One shouldn’t perhaps over generalise about a collection as diverse as  the Old Testament, but  I can’t help noticing one of the huge differences in the themes of the Old and New Testaments, is the primary concern with the nation and the community in the former and the individual in the latter. There are of course, huge personalities in the Old Testament story, patriarchs, judges, prophets and kings but their significance (and sometimes their failure) is as leaders and guides of the people. The Gospels are concerned too with the Kingdom of God- the society which the Gospel initiates and which we are left to achieve, but even in the Kingdom of God individuals-and the humblest most marginalised individuals, matter.

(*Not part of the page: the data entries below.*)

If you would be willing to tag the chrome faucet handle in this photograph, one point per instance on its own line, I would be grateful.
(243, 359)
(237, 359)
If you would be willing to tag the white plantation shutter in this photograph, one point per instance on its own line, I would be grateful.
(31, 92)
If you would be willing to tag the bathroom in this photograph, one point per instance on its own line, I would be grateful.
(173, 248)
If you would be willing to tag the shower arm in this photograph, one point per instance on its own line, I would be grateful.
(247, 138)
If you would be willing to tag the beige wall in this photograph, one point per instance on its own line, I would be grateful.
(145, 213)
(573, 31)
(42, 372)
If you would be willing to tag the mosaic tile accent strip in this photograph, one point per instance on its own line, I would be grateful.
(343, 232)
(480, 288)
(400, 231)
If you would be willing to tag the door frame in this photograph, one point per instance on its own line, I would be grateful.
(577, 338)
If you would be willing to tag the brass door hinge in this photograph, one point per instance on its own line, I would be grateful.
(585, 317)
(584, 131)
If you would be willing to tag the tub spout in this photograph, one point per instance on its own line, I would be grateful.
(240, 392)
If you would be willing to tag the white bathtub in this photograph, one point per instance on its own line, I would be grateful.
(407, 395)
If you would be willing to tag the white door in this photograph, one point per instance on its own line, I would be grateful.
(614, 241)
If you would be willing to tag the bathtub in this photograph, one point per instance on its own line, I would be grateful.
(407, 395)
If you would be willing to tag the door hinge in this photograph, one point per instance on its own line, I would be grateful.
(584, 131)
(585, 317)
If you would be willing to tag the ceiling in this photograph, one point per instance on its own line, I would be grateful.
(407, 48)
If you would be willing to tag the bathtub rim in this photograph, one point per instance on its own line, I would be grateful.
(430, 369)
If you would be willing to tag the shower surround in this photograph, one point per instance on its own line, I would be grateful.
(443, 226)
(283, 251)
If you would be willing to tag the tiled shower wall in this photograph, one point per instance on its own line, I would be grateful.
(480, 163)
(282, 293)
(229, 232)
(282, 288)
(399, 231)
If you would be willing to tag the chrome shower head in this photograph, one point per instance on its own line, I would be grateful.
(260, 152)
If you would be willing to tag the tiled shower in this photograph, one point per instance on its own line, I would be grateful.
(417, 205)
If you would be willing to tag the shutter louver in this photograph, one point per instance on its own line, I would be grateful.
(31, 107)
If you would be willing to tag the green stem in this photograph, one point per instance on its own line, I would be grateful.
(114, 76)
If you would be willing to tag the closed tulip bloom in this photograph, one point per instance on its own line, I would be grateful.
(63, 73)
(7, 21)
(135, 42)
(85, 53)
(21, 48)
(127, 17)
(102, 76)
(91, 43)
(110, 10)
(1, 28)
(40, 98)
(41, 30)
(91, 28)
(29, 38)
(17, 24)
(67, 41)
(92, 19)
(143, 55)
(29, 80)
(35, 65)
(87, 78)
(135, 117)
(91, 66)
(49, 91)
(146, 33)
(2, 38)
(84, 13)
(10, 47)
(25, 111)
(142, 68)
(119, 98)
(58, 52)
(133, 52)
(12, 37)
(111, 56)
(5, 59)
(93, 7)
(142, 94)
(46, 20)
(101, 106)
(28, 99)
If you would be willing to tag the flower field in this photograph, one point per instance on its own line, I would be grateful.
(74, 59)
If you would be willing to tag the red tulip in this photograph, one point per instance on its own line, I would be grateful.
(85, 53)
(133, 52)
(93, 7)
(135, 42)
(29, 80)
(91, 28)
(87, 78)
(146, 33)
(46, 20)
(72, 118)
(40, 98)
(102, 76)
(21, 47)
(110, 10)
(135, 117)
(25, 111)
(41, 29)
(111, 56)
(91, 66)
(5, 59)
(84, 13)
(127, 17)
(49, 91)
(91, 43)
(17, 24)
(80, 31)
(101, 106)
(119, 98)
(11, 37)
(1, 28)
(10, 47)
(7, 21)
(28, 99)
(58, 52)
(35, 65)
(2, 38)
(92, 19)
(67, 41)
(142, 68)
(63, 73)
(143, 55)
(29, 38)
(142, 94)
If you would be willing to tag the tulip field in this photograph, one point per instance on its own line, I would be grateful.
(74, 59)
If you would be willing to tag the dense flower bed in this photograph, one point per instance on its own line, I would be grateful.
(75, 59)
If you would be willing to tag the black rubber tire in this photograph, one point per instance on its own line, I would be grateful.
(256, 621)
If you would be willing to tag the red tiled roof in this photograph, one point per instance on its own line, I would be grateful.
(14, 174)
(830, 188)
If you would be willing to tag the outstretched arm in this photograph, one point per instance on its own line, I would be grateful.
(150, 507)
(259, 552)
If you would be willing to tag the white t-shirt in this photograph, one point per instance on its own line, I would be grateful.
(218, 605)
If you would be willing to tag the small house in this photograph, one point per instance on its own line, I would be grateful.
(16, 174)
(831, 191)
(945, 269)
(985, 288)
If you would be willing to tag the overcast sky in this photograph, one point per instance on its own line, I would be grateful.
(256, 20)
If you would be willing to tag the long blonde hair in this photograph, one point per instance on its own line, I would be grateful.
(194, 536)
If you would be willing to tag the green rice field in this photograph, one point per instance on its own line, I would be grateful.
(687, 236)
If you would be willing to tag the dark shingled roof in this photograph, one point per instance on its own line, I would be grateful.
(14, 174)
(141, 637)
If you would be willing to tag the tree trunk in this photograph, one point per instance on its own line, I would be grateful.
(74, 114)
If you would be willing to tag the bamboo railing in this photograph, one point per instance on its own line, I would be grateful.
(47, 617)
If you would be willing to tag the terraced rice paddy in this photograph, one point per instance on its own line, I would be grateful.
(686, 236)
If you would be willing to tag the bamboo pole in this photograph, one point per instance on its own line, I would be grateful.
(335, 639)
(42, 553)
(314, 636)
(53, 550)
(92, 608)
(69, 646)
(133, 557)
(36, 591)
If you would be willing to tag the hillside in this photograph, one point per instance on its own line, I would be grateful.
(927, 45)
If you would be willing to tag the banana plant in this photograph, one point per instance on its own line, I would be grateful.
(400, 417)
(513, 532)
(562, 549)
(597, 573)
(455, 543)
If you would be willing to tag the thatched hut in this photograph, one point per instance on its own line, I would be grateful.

The Old Testament concerns are reflected in its prayers, most notably the Psalms. These do, it is true often voice the concerns of the individual although more often in a communal context, and mostly they are the cries of woe or shouts of joy of the community. They address God as “the Lord” using cosmic or regal imagery; Jesus’ prayer (despite its name) is a sharp contrast “Our Father, which art in Heaven..”; we are immediately in family imagery and a personal relationship with God. The prayer goes on to ask for help as individuals, acknowledging that we must respond and act ourselves,- “as we forgive those who trespass against us” – if we are to receive grace.


The parental or family context of the prayer, introduces, or perhaps just amplifies, a vital aspect of our relationship with God. It is a relationship like that of human love, most acutely the love of spouses (if we are lucky) or parent and child. We cannot hide our thoughts from those we truly love; we have to say sorry when we have hurt the relationship; we cannot repress voicing our anxieties and acknowledging our reliance (as we in turn offer support). There is an inevitability and a necessity in this intercourse, and I think it is the same necessity and inevitability that characterises our relationship with God, expressed in prayer. On might even say that God is simply the being to whom we must pray; prayer defines  God as God defines prayer.


That is perhaps why the Lord’s prayer is not an exclusively Christian prayer. I gave much offensive pointing this out to an evangelical colleague, now ordinand. We were discussing the content of our firm’s Carol Service, which I aim to make as inclusive as possible, and there is surely nothing more inclusive that the Lord’s Prayer which can be prayed with a clear conscience by a Muslim and a Jew, and, I believe, most other religions. That is because it expresses the essence of what faith and religion are about.


It is, however, not merely talking to God; it expects, or hopes for, a response from God and action on our part; we know that God will help us, but it is we who have to make God’s will be done on earth; it for us to forgive that we may enjoy the freedom of forgiveness; we need our daily bread to nourish us, not just for ourselves but in order to have the strength to do all that is required of us. And impliedly, the prayer asks for guidance- we ask to be shown what God’s will is, that we can bring about its realisation on earth.  If I were dictator of the world, or perhaps just Archbishop of Canterbury and Pope, rolled into one, I would stop the Lord’s prayer where Jesus stops it and leave out the “For thine is the kingdom” stuff; instead I’d impose a compulsory silence of a minute or so, when having talked at God, we would listen to his answer and take his instructions. To him the power and the  glory should indeed be ascribed but meanwhile we are his agents, needing forgiveness, encouragement, guidance, but most of all just needing to get on with the task in hand. Amen.